Carlos deu um salto tambem. O conde, de côco de viagem, de paletot alvadio, sem se apressar, como competia a um director da Companhia, vinha conversando com um empregado superior da estação, agaloado de ouro, que se encarregára da chapeleira de papelão de s. exc.ª E a condessa, com um rico guarda-pó de foulard côr de castanho, um véo cinzento que lhe cobria a face e o chapéo, seguia atraz, com a criada escosseza, trazendo na mão um ramo de rosas.

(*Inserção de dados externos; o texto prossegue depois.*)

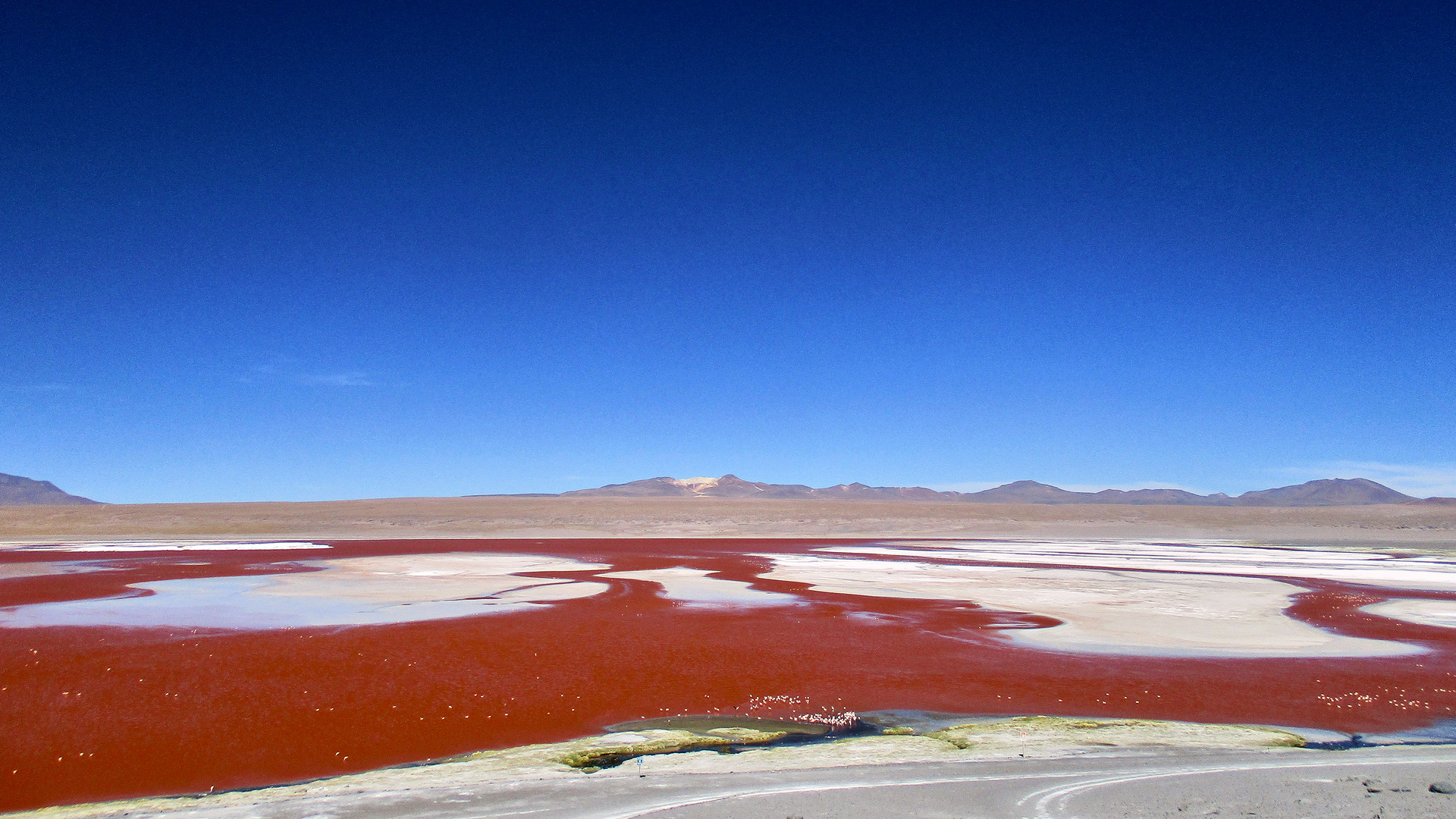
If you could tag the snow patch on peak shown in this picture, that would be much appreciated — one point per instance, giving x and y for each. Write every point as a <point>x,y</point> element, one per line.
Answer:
<point>696,484</point>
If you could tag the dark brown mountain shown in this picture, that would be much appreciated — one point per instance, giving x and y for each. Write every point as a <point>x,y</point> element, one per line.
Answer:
<point>1332,491</point>
<point>25,491</point>
<point>1335,491</point>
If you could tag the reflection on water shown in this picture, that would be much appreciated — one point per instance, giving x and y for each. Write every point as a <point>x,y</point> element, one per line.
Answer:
<point>143,672</point>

Carlos correu para elles, foi todo um assombro.

- Por aqui, Maia?

- De viagem, conde?

É verdade. Decidira acompanhar a condessa ao Porto, aos annos do papá... Resolução da ultima hora, quasi iam perdendo o comboio.

- Então temol-o por companheiro, Maia? Teremos esse grande prazer, Maia?

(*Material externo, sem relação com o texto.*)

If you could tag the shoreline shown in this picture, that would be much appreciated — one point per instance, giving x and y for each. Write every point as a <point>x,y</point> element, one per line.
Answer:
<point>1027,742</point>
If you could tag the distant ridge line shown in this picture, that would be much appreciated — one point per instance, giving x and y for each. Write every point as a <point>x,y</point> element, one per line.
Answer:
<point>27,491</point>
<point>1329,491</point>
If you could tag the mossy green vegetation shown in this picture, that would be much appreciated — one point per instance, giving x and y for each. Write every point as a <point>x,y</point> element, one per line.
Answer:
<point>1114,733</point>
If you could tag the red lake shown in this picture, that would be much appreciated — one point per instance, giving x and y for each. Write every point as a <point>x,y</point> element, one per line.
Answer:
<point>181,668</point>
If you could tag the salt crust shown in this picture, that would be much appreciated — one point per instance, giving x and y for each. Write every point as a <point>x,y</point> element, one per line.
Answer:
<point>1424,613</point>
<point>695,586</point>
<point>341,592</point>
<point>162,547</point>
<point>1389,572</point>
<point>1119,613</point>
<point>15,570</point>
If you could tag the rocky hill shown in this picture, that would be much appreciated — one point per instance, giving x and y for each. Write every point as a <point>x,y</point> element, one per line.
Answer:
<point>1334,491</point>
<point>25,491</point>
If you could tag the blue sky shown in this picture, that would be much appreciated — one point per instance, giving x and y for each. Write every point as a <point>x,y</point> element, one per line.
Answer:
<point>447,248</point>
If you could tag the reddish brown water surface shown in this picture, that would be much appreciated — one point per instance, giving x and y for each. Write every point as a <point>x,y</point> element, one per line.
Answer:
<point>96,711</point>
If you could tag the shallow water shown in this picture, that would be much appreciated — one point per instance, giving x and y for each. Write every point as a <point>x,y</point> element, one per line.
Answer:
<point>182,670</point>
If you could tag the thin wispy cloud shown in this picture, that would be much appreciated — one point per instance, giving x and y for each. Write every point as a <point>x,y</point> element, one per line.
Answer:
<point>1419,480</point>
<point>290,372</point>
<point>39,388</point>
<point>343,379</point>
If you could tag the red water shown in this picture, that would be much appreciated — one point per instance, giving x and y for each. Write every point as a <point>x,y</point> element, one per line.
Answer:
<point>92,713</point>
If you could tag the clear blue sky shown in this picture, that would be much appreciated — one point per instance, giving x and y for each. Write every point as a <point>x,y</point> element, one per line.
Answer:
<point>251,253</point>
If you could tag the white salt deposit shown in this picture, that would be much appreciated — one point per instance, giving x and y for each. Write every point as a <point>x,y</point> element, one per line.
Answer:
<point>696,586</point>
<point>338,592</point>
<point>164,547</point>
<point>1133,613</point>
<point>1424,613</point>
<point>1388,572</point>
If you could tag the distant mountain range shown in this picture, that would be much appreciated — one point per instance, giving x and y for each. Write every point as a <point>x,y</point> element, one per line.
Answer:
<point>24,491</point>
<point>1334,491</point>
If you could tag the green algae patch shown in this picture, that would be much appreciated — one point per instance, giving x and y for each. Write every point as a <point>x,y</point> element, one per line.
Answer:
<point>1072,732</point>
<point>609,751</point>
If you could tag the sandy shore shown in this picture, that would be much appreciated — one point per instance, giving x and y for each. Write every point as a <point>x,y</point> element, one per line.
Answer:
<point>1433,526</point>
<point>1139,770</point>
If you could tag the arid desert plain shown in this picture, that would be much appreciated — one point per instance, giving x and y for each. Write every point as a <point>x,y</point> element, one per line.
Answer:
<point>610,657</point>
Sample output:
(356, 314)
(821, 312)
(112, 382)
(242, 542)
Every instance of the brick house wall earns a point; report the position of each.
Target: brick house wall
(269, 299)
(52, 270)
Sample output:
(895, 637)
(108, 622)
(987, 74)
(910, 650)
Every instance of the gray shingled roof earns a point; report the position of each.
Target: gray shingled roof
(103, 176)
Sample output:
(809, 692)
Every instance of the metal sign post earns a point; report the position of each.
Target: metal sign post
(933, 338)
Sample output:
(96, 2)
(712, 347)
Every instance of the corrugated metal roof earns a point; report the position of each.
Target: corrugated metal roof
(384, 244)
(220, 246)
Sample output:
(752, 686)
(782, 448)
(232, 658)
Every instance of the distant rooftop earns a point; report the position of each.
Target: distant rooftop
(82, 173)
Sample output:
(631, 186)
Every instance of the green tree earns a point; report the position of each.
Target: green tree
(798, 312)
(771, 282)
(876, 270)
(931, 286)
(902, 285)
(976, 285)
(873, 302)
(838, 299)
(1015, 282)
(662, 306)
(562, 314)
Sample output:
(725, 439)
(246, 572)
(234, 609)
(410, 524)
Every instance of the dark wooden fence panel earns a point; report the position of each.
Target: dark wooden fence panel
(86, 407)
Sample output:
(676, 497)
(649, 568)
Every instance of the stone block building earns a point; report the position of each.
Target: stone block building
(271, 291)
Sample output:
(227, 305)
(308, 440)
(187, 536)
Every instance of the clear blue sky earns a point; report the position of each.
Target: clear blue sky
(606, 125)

Carlos contou rapidamente que viera apenas apertar a mão ao pobre Damaso, de jornada para Penafiel, por causa da morte do tio.

Debruçado da portinhola, com as mãos de fóra calçadas de negro, o pobre Damaso cstava saudando a senhora condessa, gravemente, funebremente. E o bom Gouvarinho não quiz deixar de lhe ir dar logo o seu shake-hands e o seu pezame.

Sósinho n'esse curto instante com a condessa, Carlos murmurou apenas:

- Que ferro!

- Este maldito homem! exclamou ella, entre dentes, com um olhar que fuzilou através do véo. Tudo tão bem arranjado, e á ultima hora teima em vir!...

Carlos acompanhou-os até ao reservado, n'um outro wagon que se estivera mettendo de novo para s. exc.ª A condessa tomou o lugar do canto junto da portinhola. E como o conde, n'um tom de polidez acida, a aconselhava a que se sentasse antes com o rosto para a machina, ella teve um gesto de aborrecimento, atirou o ramo para o lado desabridamente, enterrou-se com mais força na almofada; e um duro olhar de colera passou entre ambos.

Carlos, embaraçado, perguntava:

- Então vão com demora?

O conde respondeu, sorrindo, disfarçando o seu mau humor:

- Sim, talvez duas semanas, umas pequeninas ferias.

- Tres dias, o mais, replicou ella n'uma voz fria e afiada como uma navalha.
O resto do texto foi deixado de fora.